How to have a reverse_proxy fallback

1. Caddy version (caddy version):

v2.4.3 h1:Y1FaV2N4WO3rBqxSYA8UZsZTQdN+PwcoOcAiZTM8C0I=

2. How I run Caddy:

caddy run

a. System environment:

MacOS 11.5.2

b. Command:

caddy run

d. My complete Caddyfile or JSON config:

:2016

@matcher_front {
    header_regexp host Host ^front
}
reverse_proxy @matcher_front 127.0.0.1:3000 127.0.0.1:8080 {
    lb_policy first
    @error status 500 502 503
    handle_response @error {
		reverse_proxy * 127.0.0.1:8080
	}
}

3. The problem I’m having:

What I’m trying to achieve, is having a fallback URL for one of my proxy servers. I have a route that matches correctly to my local :3000 port. However if that service is not up, I’d like the request to be forward to a different service at port :8080 which will run some logic and then will start-up the service at :3000.

4. Error messages and/or full log output:

This is what gets logged when I make a request with my service on 3000 down:

2021/08/24 02:53:41.822	ERROR	http.log.error	dial tcp 127.0.0.1:3000: connect: connection refused	{"request": {"remote_addr": "127.0.0.1:52749", "proto": "HTTP/1.1", "method": "GET", "host": "front:2016", "uri": "/", "headers": {"Upgrade-Insecure-Requests": ["1"], "Accept": ["text/html,application/xhtml+xml,application/xml;q=0.9,image/avif,image/webp,image/apng,*/*;q=0.8,application/signed-exchange;v=b3;q=0.9"], "Accept-Encoding": ["gzip, deflate"], "Connection": ["keep-alive"], "Pragma": ["no-cache"], "Cache-Control": ["no-cache"], "User-Agent": ["Mozilla/5.0 (Macintosh; Intel Mac OS X 10_15_7) AppleWebKit/537.36 (KHTML, like Gecko) Chrome/92.0.4515.159 Safari/537.36"], "Accept-Language": ["en-US,en;q=0.9"]}}, "duration": 0.000322875, "status": 502, "err_id": "08gevucx1", "err_trace": "reverseproxy.statusError (reverseproxy.go:857)"}

5. What I already tried:

I tried adding the :8080 as another upstream to my reverse_proxy list, with first as the strategy, hoping if the first one is down it’ll just hit the 8080 instead, but that didn’t work.

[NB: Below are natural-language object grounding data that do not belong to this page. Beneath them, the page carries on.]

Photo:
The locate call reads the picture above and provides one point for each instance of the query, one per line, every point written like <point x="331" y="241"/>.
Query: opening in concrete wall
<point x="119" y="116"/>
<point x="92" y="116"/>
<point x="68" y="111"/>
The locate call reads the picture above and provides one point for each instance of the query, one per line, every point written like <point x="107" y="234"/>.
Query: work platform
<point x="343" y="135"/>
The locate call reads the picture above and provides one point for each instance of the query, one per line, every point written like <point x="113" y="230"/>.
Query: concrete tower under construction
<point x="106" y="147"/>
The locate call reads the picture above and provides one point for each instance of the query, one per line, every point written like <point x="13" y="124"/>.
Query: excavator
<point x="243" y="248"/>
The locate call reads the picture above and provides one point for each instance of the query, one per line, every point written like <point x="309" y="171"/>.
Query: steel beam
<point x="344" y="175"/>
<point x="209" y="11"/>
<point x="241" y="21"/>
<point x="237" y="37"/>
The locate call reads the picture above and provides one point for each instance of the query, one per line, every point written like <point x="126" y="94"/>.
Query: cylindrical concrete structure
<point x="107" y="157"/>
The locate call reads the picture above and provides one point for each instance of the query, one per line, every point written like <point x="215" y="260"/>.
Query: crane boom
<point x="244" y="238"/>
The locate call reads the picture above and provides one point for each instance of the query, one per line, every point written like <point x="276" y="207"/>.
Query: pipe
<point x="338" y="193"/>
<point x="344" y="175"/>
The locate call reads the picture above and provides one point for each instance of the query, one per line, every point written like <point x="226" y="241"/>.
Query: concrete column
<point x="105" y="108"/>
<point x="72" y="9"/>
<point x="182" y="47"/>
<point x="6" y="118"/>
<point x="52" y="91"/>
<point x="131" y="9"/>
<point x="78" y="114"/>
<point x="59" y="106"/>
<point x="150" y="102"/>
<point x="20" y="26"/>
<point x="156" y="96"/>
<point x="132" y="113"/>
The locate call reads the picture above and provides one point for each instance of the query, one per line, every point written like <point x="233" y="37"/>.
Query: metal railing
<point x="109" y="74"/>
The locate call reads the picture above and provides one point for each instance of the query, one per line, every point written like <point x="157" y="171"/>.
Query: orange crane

I also tried using the handle_response, to route there, but that also doesn’t get called (I assume because there’s no status code)

I’m very new to caddy, and just going off the docs. Can this be done?

1 Like

For Caddy to try to select the next backend when using lb_policy first, the first backend must be marked as unhealthy.

You can do this in one of three ways:

  • Use lb_try_duration to configure Caddy to continue trying to choose a upstream for this amount of time, if an error occurred when trying to connect (and make sure to configure dial_timeout for transport http to a value smaller than the try duration, so that Caddy will give up trying to connect before the try duration expires). Note that this method doesn’t mark the upstream as unhealthy.

  • Enable passive health checks. At minimum fail_duration must be configured for this. This is essentially reading the result of the proxy attempt, and if it failed according to the rules configured, then it will be marked unhealthy for fail_duration amount of time.

  • Enable active health checks. Caddy will run an worker outside of the request-response flow which will make requests to your upstreams to see if they’re still alive. This will mark the upstream as unhealthy if the health rules are not met.

Yeah – handle_response will only trigger if a successful roundtrip happened from the backend. In this case, an error happened in Caddy, so the way to handle these would be the handle_errors routes.

2 Likes

Thank you!

Adding lb_try_duration and fail_duration solved my problem!